Out of this first-hand exposure to the migration situation I have come to several conclusions:

(1) Migrants who come here without documents are motivated by the "pull factor" of plenty of jobs needing their services. Most work hard, live responsibly, contribute to our economy as workers, consumers and taxpayers, and support their families back home. The amount they contribute exceeds the costs to us of providing health, education, law enforcement, and social services.

(2) They are also driven by the "push factor" of an economy in their home country shredded by NAFTA trade policies, which force US-subsidized farm products like corn onto their markets, underselling their produce, and causing them to lose their lands and livelihoods.

(3) The militarized border and ICE policies--the steel walls, high tech sensors, helicopters, prison-like detention centers, swarms of agents and vehicles, "no match" raids, increased detentions and deportations--sometimes brutal--are not working. The migrants keep coming, skirting the walls and controls by an ever-wider margin--because of the pull and push factors just mentioned.

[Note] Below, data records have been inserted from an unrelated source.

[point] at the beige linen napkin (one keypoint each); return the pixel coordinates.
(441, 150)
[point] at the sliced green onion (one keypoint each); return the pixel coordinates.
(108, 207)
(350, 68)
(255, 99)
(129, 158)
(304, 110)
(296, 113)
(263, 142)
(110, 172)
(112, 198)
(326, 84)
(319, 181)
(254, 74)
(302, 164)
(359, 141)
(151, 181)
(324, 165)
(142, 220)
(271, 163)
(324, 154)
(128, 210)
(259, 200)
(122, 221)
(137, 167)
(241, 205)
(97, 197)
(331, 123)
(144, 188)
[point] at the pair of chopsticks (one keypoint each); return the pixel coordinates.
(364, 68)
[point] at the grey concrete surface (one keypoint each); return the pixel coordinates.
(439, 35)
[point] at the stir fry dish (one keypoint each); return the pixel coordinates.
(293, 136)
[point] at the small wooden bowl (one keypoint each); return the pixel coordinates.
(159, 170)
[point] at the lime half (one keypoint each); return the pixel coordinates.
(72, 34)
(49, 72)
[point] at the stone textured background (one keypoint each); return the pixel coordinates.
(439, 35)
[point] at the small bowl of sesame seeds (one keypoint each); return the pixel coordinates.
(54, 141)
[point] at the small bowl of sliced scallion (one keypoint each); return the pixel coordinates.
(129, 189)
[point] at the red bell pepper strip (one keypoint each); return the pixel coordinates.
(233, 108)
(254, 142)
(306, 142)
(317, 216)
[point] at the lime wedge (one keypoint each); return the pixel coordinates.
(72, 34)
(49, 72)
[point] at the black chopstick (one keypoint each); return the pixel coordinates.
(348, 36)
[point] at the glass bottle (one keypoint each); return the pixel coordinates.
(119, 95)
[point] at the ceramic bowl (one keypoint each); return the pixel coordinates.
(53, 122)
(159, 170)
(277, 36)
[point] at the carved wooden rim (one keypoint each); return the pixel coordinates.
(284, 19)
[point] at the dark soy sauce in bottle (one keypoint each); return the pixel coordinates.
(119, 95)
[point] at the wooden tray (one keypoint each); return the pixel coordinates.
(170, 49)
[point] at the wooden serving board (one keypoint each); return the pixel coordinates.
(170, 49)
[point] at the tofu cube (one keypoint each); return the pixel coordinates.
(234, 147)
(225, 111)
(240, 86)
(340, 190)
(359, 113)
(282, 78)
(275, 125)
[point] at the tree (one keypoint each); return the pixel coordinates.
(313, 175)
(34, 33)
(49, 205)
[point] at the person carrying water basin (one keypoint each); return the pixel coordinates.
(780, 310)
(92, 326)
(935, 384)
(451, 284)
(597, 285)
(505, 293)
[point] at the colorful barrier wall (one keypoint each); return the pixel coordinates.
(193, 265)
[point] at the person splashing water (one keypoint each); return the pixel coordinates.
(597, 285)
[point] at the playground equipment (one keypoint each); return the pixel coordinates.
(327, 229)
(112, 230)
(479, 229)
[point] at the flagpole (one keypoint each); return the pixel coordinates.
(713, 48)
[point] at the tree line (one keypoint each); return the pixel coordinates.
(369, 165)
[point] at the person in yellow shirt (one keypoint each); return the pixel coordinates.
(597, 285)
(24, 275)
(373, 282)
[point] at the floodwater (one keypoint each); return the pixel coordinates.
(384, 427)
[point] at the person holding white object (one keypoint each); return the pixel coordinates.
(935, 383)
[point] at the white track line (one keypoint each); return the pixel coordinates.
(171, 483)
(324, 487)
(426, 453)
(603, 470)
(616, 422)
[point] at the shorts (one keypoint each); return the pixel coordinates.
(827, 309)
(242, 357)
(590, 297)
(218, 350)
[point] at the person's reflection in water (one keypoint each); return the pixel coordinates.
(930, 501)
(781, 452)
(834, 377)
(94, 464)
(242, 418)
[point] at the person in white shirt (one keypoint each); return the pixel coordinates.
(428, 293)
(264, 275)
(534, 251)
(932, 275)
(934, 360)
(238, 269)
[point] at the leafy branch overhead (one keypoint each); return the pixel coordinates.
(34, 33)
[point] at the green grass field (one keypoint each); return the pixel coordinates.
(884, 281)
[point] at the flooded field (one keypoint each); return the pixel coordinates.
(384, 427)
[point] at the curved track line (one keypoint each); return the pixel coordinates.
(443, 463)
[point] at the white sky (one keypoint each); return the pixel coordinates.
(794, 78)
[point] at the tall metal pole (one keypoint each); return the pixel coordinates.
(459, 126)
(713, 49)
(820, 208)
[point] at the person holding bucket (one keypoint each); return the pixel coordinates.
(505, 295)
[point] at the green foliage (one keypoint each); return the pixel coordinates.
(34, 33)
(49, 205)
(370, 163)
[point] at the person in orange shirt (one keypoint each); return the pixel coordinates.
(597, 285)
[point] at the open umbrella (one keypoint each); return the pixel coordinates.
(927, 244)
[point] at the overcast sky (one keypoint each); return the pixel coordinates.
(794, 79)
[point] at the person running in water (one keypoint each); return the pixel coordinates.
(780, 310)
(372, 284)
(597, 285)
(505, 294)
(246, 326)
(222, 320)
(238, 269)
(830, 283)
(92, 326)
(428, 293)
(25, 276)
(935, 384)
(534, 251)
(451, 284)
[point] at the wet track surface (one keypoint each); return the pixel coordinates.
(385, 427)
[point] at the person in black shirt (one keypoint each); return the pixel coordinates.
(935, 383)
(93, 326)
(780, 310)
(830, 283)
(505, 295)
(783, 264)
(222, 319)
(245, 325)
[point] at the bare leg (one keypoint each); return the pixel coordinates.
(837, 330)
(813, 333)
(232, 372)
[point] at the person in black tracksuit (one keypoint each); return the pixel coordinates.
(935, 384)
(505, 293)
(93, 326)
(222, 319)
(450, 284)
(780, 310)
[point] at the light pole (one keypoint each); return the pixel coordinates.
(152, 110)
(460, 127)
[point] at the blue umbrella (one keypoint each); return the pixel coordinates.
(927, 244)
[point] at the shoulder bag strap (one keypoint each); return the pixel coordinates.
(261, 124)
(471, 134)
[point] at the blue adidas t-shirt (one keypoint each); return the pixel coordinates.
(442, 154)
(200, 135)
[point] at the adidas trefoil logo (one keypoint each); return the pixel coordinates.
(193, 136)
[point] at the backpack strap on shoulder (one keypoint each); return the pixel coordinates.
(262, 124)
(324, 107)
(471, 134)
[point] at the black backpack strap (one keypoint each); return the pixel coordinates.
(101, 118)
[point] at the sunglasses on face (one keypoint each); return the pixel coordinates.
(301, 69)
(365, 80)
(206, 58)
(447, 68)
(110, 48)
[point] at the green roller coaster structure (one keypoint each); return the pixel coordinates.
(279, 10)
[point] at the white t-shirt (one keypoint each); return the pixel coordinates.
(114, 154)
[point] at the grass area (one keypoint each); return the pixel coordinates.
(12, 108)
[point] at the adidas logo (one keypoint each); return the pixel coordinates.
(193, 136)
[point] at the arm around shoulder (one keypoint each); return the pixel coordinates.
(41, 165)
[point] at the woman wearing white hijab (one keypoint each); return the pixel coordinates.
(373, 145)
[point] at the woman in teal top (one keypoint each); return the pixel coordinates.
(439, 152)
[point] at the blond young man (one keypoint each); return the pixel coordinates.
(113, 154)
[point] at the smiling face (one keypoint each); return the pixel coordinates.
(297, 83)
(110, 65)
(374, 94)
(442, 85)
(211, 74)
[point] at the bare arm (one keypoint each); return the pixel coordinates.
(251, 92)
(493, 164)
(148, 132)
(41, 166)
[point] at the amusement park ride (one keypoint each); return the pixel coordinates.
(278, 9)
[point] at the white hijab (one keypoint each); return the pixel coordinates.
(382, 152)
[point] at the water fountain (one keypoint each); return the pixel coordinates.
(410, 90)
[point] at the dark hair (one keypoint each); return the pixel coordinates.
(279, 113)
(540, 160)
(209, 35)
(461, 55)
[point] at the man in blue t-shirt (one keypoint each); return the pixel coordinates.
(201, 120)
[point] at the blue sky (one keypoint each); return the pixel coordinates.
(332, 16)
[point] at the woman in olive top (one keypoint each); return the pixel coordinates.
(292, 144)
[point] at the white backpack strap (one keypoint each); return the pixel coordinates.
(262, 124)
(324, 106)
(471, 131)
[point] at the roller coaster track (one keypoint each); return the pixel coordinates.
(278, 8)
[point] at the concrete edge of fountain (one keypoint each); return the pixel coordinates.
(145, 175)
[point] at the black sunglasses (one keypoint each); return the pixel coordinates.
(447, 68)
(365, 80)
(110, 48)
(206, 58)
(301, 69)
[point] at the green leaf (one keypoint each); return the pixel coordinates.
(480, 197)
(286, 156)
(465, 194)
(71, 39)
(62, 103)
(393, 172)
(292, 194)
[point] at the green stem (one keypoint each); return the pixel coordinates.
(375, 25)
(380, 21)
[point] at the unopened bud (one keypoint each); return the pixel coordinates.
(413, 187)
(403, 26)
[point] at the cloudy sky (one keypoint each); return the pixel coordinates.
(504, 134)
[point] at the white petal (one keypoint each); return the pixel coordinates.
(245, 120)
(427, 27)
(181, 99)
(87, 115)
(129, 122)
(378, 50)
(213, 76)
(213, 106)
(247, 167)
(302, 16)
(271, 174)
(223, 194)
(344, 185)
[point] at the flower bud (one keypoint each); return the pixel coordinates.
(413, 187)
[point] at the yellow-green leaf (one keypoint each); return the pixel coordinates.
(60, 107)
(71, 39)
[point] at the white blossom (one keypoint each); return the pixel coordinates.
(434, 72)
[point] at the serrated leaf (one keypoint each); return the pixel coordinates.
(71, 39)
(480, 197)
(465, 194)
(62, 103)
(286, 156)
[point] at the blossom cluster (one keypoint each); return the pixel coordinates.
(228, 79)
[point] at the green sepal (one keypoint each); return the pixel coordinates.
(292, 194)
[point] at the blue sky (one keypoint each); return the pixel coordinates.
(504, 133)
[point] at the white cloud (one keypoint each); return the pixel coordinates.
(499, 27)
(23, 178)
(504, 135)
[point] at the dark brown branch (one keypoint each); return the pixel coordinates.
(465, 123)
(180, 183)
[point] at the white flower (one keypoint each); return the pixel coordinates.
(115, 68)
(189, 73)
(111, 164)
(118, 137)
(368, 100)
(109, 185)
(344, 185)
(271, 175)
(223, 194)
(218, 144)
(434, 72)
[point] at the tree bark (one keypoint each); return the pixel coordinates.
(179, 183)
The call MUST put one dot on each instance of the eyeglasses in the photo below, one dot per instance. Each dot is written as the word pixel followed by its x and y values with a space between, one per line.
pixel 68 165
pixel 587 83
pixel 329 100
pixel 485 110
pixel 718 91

(4) No human being is "illegal." All are children of God and must be treated with dignity and respect regardless of their immigration status. This, in spite of criticism, is what groups like Humane Borders, are doing. Government agencies and officers must do likewise. Even one desert death due to having to evade detection rather than being allowed to cross legally is unacceptable.

(5) A sane, just, equitable, and workable immigration system is desperately needed. This must include provision for regularized, renewable work visas, an expedited and reasonably priced application process, allowance for family reunification, respect for human and civil rights, freedom from fear and intimidation, prohibition of the use of US military forces on domestic soil, and strict separation of police law enforcement and immigration control functions.

Once these provisions are in place, "humane borders" will be not only an organization but a description of the area where I just spent a very worthwhile week--and a signal to all that the Statue of Liberty is once again standing upright as a beacon welcoming the world's "tired and poor" to our borders just as our forebears were welcomed in the past.


Doug Wingeier retired in 1997 after 27 years of teaching practical theology
at Garrett-Evangelical Theological Seminary in Evanston, Ill. He spent eight years at Trinity Theological College in Singapore. He also served six years as a reserve member of Christian Peacermaker Teams. He lives in Asheville.